To prevent classifiers from using the explicit mentions and synonyms of the lymphoma types, we exclude phrases overlapping with a Medical Subject Heading (MeSH)35 of ‘lymphoma’ or ‘leukemia’. We also exclude phrases that match a set of manually constructed patterns aiming to catch abbreviations and synonyms of the target lymphomas that may be missed by MeSH. Please refer to the online supplement for more details.

Data collection

Our corpus consists of Massachusetts General Hospital (MGH) pathology reports in the Research Patient Data Registry (RPDR)36 database. An MGH pathology report consists of standard and semi-standard sections as shown in figure 1.

Figure 1

Massachusetts General Hospital pathology reports usually contain four sections with almost all information retained as narrative text. Clinical data, the first section, include patient age, medical history, and ongoing treatment procedures, etc. The second section, morphology and immunohistochemistry, describes cellular structural alterations appearing under a light microscope aided by a variety of dyes, some of which are conjugated to cell-specific antibodies. The third section is on flow cytometry, which describes the characteristic expression of various surface antigens on cells. The individual or combined percentages of antigens (eg, CD20, CD5 and CD10) are reported. Also reported are pathologists’ interpretations, which characterize these numbers (eg, + (ie, positive) or − (ie, negative)) relative to reference values. The fourth section is on cytogenetics, which records the presence of chromosomal aberrations such as translocations, insertions, and deletions, in the form of a ‘karyotype’ using a standardized nomenclature55 that is not natural language processing friendly. However, the accompanying ‘interpretation’ section describes these aberrations in narrative text. Dates and age etc are replaced with realistic surrogates for deidentification.

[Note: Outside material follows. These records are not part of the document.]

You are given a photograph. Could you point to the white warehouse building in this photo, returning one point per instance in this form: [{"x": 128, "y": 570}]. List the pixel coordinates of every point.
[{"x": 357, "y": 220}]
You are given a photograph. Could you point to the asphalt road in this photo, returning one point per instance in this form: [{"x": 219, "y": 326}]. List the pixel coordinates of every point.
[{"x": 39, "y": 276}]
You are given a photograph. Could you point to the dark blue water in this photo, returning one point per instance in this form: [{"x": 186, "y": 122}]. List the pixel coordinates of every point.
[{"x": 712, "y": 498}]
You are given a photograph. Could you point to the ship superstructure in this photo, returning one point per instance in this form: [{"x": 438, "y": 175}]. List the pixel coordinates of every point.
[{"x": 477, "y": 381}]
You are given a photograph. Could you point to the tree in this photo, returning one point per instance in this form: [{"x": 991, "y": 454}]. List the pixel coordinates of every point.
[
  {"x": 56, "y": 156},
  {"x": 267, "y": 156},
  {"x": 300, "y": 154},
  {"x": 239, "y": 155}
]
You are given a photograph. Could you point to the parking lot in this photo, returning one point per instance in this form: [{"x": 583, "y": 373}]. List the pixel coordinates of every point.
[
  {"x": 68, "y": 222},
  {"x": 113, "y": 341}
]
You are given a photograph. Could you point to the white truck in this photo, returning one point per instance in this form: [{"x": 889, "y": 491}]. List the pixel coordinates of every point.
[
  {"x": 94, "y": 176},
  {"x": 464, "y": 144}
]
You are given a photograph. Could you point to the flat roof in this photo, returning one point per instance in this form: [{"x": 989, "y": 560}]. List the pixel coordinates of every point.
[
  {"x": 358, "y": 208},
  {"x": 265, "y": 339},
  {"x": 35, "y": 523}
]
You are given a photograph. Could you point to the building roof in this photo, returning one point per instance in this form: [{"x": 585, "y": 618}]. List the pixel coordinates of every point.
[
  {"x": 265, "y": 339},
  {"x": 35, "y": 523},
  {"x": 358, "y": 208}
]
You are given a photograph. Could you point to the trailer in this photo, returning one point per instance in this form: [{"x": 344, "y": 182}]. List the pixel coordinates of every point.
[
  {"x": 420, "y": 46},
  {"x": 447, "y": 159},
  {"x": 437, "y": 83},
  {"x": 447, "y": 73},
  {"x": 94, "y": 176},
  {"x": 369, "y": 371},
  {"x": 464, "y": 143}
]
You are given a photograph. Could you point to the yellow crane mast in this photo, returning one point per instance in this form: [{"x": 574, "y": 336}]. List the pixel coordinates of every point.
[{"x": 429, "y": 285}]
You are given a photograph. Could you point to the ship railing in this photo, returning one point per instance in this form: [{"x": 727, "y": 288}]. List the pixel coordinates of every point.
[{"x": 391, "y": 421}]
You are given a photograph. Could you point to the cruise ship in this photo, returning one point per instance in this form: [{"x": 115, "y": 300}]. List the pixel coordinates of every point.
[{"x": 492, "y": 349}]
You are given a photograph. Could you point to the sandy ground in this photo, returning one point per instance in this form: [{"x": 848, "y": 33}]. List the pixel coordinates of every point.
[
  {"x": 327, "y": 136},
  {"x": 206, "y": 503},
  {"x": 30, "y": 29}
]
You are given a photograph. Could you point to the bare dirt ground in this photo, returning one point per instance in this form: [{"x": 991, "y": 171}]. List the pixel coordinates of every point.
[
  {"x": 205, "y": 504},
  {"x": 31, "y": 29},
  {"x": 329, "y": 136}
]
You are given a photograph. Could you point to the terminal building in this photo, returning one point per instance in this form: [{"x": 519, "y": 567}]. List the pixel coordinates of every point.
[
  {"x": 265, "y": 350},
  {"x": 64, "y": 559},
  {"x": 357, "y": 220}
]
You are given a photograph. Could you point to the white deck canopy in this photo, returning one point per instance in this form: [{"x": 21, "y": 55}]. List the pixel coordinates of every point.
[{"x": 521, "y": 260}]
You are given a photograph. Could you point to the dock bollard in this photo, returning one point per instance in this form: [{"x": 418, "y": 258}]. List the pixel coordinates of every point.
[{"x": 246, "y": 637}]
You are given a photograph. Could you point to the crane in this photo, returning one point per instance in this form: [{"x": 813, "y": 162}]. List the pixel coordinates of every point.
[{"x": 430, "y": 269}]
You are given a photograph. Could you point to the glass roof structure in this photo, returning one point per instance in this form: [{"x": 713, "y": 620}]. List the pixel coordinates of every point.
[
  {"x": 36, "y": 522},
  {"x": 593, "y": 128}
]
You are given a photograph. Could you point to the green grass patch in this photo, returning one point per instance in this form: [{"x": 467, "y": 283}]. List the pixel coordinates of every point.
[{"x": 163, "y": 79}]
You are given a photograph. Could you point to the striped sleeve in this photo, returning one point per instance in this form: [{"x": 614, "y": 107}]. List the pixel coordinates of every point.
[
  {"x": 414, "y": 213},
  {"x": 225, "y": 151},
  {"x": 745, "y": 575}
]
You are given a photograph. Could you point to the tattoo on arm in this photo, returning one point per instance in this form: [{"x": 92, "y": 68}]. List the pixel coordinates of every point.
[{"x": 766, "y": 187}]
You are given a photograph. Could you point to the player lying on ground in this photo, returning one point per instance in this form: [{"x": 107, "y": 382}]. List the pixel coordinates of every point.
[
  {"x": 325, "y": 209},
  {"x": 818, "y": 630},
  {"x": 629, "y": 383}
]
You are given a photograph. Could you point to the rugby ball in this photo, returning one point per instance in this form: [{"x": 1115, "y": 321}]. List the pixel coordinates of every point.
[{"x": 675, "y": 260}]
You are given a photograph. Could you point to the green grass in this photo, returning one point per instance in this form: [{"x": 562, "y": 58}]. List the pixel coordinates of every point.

For this project, we focused on the following four lymphomas: diffuse large B-cell lymphoma (DLBCL; the most common lymphoma), Burkitt lymphoma (the most aggressive lymphoma), follicular lymphoma (the second most common lymphoma), and Hodgkin lymphoma (the most common lymphoma in young patients). We obtained our patient cases by having two MGH medical oncologists and one hematopathologist review pathology reports of patients diagnosed between 2000 and 2010, and collected 1038 cases in which the written diagnosis (in the final diagnoses section) has one or more of the four lymphomas.

Methods

We first preprocessed our corpus using sentence breaking, tokenization, and POS tagging, with customizations to medical corpora. We then performed a two-phase sentence-parsing step, grouping token subsequences that match concept unique identifiers (CUIs) in the Unified Medical Language System (UMLS) Metathesaurus16 as parsing units to Stanford Parser instead of individual tokens. For the UMLS CUI matching, we experimented with the entire set or subsets of CUIs and chose the following approach, which balances the coverage and accuracy on our data. If the token subsequence had only one CUI match, this CUI was used. If the token subsequence had multiple CUI matches, we selected the one supported by the most sources. If there was a tie, we preferred the CUI supported by Systematized Nomenclature of Medicine—Clinical Terms (SNOMED CT)37 if there was one, or flipped a coin otherwise. For Stanford Parser, we chose the lexicalized parser. We refer the reader to the online supplement for more details, and focus on the sentence subgraph framework.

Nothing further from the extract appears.